I am seeing the following error? how can we decrypt the same using Java? Note: (decryption in PHP is working as expected) but I want to do this in Java

Given final block not properly padded. Such issues can arise if a bad key is used during decryption.

Solution

  • The key has to be exactly 256 bit long. Clearly the PHP side is doing some unspecified magic voodoo to "mysecretkey" to obtain a 256 bit key. Java does not, as a rule, engage in 'the user does not appear to know what they are doing, eh, I'll take a wild stab in the dark', like PHP does, which is the problem here.

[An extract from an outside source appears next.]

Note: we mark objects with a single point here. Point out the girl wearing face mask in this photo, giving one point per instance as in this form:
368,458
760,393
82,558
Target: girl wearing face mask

    Figure out how "mysecretkey" is turned into a 256-bit key, and replicate that in java.

    NB: ECB is extremely insecure. It sounds like you don't know enough about encryption to have any hope of producing an application that is actually hard to trivially break.

    NB2: Note that the PHP documentation itself strongly suggests that 'key' should be some cryptographically derived secure source of 256 bits. The fact that openssl_encrypt actually gives you an answer when you provide a broken key is somewhat eyebrow raising. See the various comments at the PHP manual on openssl_encrypt which clearly highlight some weirdness is going on there but none are clear enough to actually explain what PHP is doing here.